After about six years of trying, I finally connected using a truly traditional setup. I have killed a number of elk with a recurve in the past but I used sights on that bow. This is the first with a truly traditional long bow. Not the biggest beast roaming the forest but I'm pretty happy.


----------



## polarbear (Aug 1, 2011)

That's awesome! Congratulations!


----------



## APD (Nov 16, 2008)

congratulations, i'd be more than happy with that guy. he looks like at one point he was banging heads.


----------



## AF CYN (Mar 19, 2009)

Impressive accomplishment and great pictures.


----------



## paddler (Jul 17, 2009)

Very nice! I think it's a great trophy given you're using traditional gear. It seems so much archery gear today seeks to eliminate human error; compound bows so you don't have to hold your full draw weight, bow sights so you can just put a pin on it, range finders so you don't have to rely on your eyes, releases to take your fingers out of the equation, etc. Seems strange to participate in a primitive sport and use the most technologically advanced equipment possible. Congratulations.


----------



## burge (Sep 11, 2007)

Hats off to you bds.


----------



## bds (Sep 20, 2007)

Thank you guys. The whole hunt was a lot of fun. I owe a lot to my friend Bob who did the calling and took great pictures. I'm looking forward to returning the favor next year.


----------



## TEX-O-BOB (Sep 12, 2007)

Good on ya buddy! Imagine that, just your eye and your hand guiding that arrow! 8)

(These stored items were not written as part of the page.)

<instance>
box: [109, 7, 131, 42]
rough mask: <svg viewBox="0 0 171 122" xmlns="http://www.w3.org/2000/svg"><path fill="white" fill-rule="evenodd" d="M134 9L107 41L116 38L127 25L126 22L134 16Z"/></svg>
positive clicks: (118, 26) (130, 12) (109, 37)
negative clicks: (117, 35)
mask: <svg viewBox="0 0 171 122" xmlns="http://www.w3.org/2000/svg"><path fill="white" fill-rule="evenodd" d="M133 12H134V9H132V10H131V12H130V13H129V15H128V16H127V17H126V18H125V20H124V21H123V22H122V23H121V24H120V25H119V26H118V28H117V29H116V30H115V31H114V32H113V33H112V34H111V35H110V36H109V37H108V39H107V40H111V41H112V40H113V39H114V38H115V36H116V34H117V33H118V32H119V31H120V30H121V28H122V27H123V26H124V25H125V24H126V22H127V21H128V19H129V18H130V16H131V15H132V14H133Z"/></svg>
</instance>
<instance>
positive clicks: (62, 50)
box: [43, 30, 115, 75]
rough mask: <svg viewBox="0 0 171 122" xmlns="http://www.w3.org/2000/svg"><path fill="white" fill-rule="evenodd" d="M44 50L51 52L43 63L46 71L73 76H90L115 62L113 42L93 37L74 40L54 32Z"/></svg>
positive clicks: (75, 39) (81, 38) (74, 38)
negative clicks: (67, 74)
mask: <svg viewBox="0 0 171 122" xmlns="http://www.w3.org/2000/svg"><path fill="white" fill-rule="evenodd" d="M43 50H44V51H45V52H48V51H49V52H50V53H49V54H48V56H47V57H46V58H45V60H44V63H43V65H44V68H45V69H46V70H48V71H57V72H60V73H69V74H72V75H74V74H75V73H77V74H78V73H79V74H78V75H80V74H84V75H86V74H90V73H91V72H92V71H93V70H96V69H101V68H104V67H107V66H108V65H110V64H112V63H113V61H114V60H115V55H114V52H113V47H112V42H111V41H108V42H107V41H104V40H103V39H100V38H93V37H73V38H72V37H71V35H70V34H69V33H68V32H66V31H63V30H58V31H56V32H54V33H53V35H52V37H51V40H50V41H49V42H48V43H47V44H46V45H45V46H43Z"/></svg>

Outstanding! That bull looks a lot like my first trad elk kill.


----------



## outdoorser (Jan 14, 2013)

That there's pretty cool, bds.


----------



## fur-fins & feathers (Sep 21, 2013)

That's a very nice bull, bds...trad bow or not. I like the aspen leaves you placed respectfully in his mouth as a tribute. Way to go, friend.


----------



## swbuckmaster (Sep 14, 2007)

Pretty cool


----------



## torowy (Jun 19, 2008)

Nice, anyone that can seal the deal with that equipment has my respect.


----------



## longbow (Mar 31, 2009)

Congrats on an awesome kill. Weren't no harder with a bow than with a compound now were it?


----------



## WeaselBrandGameCalls (Aug 16, 2010)

Well done!


----------



## bds (Sep 20, 2007)

Tex, you're right, they could be brothers. That's a pretty impressive collection of photos of elk, birds and other stuff you have.

Longbow, nope, in the end, it really wasn't harder but I must have had some sort of mental block because I sure missed a lot. Hopefully this one broke the ice and I'll be more consistent from here on out.


----------



## Mountain Time (Sep 24, 2007)

Awesome....nothing but respect for a guy who can get it done using traditional gear. Maybe one day I will be able to drop the training wheels and go for it....

Congrats a on fine trophy.


----------